Several different plasmids were used as backbone in the design. These contain different yeast selection markers, enabling simultaneous integration and cultivation of yeast. Backbone plasmid p413TEF was used for the CUP based systems. It contains the His3 selection marker for yeast and an ampicillin resistance gene for E. coli cultivation. p415TEF was used for the TetON induction systems, this plasmid contains the Leu2 selection marker for yeast and an ampicillin resistance gene for E. coli cultivation. Backbone plasmid p416TEF was used for the plasmid containing the EstrInd-FatB system, while p416GFP is used for the GFP and EstrInd linked induction system. Both p416TEF and p416GFP contain the Ura3 selection marker and an ampicillin resistance gene.

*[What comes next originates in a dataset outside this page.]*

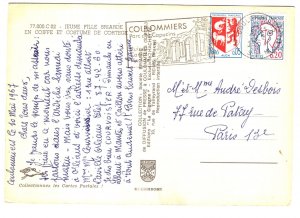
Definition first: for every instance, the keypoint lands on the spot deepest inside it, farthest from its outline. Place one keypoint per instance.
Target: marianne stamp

The last part of the design process before entering the physical lab, involves creating primers containing a 20bp overhang in each end, permitting Gibson assembly of the different ordered gene fragments into plasmids. Primers and thioesterase gene fragments were ordered from IDT and Eurofins. Two of the induction systems, EstrInd and TetON, were kindly provided to us by the Tom Ellis Lab at Imperial College Centre for Synthetic Biology (IC-CSynB) and the Department of Bioengineering at Imperial College, London. All other gene fragments were fortunately provided by the Systems and Synthetic Biology division at Chalmers University of Technology. Our supervisor Andrea, helped us assembly the VP16-Estradiole-zif268 gene fragement for the EstrInd system together with promotor (ScTEF1p) and terminator (ScADH1 T) using MoClo assemblies. The same applies for the TetA-NLS-Gal4AD for the TetON system, which was assembled together with promotor (ScTEF1p) and terminator (ScPGK1 T).
We used PCR amplification for the gene fragments and digested the backbone plasmids using restriction enzymes in preparation for Gibson Assembly Cloning, with one exception. For p416GFP we used PCR-mediated deletion of the non-target sequence to retain the GFP gene in the backbone. In order to verify digestions and successful PCRs we used gel electrophoresis.